Trap 3: Optimizing Too Early

❌ Perfecting your prompt before you know if the task is worth automating ✅ Get it working, then improve

Trap 4: Expecting Perfection

❌ Abandoning AI after one bad output ✅ Looking for "good enough to save time"

What Success Actually Looks Like

You know you've found your first reliable pattern when:

  • You reach for AI automatically for that specific task

  • You trust the output enough to use it with minor edits

  • It genuinely saves time (even accounting for review)

  • You could teach someone else your approach in 30 seconds

This might be your only AI use case for months — and that's perfectly fine.

Moving Beyond AI-Curious (When You're Ready)

Once you have ONE reliable use case:

  1. Use it consistently for a month

  2. Find a SECOND task (don't abandon the first)

  3. Apply the same simple process

  4. Build your repertoire slowly

You don't need to:

  • Use AI for everything

  • Build complex systems

  • Save every prompt

  • Become an AI evangelist

You just need: One or two reliable patterns that save you time.

The Reality Check

Many developers stay AI-curious indefinitely, using AI occasionally when it makes sense.
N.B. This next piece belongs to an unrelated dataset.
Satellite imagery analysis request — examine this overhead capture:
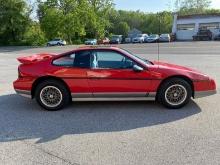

That's not failure — it's selective adoption based on actual value.

Signs you're exactly where you should be:

  • AI helps with specific tasks but isn't essential

  • You can work with or without it

  • You're not stressed about "falling behind"

  • Your code quality hasn't suffered

Try This This Week

  1. Monday: Pick one boring, repetitive task

  2. Tuesday-Friday: Use the same simple prompt each time you do that task

  3. Weekend: Note if it saved time overall

If yes, you've found your first pattern. If no, try a different task next week.

That's it. No complex systems, no prompt libraries, no pressure.

What's Next?

Once you have 2-3 tasks where AI reliably helps, you might naturally evolve toward more systematic use (Level 3). Or you might not — and that's equally valid.

The goal isn't to reach a higher level. It's to find what genuinely helps your work.

Some developers will build elaborate AI workflows. Others will use it for commit messages and nothing else. Both are successful patterns if they serve your needs.

Remember: AI adoption isn't a race. Finding one small use case that saves you 10 minutes a week is better than forcing complex workflows that add cognitive overhead.